Where are the leaders? A business owner qualifies as a leader. Every corporation designates its leader. Each of our schools

gets run by a leader.  Every organization uses a leader, and designates a leader within every department.  Politicians serve as leaders.  We look to clergy as leaders.  And people naturally respect some prominent individuals in our community. Our leaders need to practice dedication and selflessness in public right now. They need to articulate our greater goal, and give clear instructions. The need to inspire and motivate people. Have you been watching NY Governor Andrew Cuomo on TV? Right now, most are doing none of those things. Why would they? People let them off the hook using rationalizations, refusing to expect much of them by imagining they must be constrained somehow. But we all can expect things of them. If we all insist. Helpful things. Great things. That’s fair game. Totally within the rules. Leaders need to say the obvious, “Remember we are all working together to save lives.” Leaders should display assertiveness, “Let’s make sure those hospitals don’t get overrun, people.” Leaders gain credibility through showing vulnerability, “I’m not only worried about my parents dying, I’m scared about my own safety too. But I’m still going to do what’s right.” Leaders can talk bossy, “Save lives by acting like you already have the virus, and are making sure not to spread it.” Leaders of schools need to remind our youth that seniors include their grandparents, that they will be seniors too someday, that seniors built almost all they see around them, and that they will dearly miss us.  Leaders must explain to their people that if the hospitals get overwhelmed the “seniors” dying will be their family members, their teachers, their bosses, their co-workers, and their friends – and that will hurt. We all need real leaders right now. And it’s relatively easy to exhort a few leaders, demanding they step up and get with the program … and then remind millions of individuals to simply shine their own light.
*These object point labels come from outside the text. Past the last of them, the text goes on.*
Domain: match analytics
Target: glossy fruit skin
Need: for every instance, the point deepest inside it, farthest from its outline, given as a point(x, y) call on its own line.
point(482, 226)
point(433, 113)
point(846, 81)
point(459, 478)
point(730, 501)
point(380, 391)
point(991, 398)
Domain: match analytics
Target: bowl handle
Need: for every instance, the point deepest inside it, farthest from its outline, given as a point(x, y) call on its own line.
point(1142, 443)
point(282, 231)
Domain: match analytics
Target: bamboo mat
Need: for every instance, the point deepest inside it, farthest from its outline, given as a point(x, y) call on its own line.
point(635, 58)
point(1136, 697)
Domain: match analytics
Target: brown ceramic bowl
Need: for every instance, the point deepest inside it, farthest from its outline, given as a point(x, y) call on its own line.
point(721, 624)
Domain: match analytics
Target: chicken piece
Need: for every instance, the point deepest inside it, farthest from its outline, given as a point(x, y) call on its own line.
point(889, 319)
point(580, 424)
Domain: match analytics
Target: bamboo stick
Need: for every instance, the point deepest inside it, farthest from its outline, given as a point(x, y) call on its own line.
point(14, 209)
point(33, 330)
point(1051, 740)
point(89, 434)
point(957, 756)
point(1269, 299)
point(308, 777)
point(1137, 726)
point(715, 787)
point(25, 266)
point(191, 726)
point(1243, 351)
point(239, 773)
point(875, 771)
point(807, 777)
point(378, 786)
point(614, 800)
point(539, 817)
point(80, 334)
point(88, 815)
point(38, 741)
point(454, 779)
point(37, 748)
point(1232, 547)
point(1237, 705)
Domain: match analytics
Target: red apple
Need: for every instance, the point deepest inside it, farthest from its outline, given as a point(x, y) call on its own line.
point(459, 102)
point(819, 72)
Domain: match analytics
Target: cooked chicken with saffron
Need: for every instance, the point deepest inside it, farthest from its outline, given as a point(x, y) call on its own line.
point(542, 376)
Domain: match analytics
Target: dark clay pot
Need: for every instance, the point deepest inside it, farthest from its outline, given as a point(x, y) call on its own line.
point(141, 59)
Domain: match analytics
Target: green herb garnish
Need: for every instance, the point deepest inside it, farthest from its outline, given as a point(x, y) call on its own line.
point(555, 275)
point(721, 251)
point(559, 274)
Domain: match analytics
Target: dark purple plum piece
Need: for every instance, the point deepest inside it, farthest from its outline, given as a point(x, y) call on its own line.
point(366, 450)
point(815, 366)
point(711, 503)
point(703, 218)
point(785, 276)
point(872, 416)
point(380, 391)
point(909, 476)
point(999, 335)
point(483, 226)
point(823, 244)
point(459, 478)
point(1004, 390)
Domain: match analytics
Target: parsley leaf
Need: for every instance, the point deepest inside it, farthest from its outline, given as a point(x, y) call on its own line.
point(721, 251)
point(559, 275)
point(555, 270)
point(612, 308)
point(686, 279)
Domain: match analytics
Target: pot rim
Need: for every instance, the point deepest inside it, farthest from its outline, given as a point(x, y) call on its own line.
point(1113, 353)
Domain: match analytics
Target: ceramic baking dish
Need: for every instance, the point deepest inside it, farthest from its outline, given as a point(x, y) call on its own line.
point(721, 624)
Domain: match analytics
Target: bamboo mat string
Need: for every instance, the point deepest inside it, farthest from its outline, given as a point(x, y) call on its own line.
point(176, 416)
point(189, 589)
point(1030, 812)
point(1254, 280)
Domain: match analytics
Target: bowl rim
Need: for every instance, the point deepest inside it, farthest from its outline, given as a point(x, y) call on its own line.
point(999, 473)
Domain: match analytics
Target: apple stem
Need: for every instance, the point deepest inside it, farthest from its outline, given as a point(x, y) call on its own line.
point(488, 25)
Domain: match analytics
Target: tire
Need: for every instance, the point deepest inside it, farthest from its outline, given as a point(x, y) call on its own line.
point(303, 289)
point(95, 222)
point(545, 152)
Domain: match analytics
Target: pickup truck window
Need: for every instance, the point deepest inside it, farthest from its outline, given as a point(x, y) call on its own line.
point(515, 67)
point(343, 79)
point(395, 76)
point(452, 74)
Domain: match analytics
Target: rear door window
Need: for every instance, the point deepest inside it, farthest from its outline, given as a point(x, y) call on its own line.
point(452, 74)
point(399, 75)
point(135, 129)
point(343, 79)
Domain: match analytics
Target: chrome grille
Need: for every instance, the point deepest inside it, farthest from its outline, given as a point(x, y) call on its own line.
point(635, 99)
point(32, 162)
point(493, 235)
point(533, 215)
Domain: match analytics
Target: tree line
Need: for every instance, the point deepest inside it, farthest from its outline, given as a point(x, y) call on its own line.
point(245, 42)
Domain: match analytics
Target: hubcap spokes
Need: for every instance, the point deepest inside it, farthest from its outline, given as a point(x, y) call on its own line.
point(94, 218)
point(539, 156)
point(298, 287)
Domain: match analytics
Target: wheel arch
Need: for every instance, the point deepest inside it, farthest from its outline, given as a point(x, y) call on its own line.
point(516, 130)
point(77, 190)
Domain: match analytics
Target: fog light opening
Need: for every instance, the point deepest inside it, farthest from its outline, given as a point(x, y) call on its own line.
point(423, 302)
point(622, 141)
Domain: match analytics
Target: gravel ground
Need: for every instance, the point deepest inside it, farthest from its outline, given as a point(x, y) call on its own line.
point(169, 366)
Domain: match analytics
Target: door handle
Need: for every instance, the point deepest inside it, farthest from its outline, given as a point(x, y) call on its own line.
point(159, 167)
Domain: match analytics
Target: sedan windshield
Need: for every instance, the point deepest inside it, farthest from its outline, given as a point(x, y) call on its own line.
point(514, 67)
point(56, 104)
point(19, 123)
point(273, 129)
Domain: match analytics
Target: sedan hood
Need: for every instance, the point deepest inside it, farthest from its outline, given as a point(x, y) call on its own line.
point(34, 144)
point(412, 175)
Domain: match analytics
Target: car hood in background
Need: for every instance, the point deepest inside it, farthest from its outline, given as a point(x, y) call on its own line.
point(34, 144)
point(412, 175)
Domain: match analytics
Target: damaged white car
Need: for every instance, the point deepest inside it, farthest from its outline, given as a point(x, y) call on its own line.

The torch; be yours to hold it high, but if ye break faith with us who die…

Chris Macnab
Associate Professor
Schulich School of Engineering
University of Calgary

Chris especially remembers playing marbles with kids at Glenbrook Elementary School in southwest Calgary, enjoying wrestling with Stonys at Exshaw Elementary School, childhood vacations in Wetaskiwin, coaching youth soccer in St. Paul, lecturing about feedback loops at the University of Alberta, learning engineering ethics from students’ wonderful essays at the University of Calgary, and feeding the homeless in downtown Calgary (photo). She especially worries about her mom, who she is currently hibernating with in Invermere.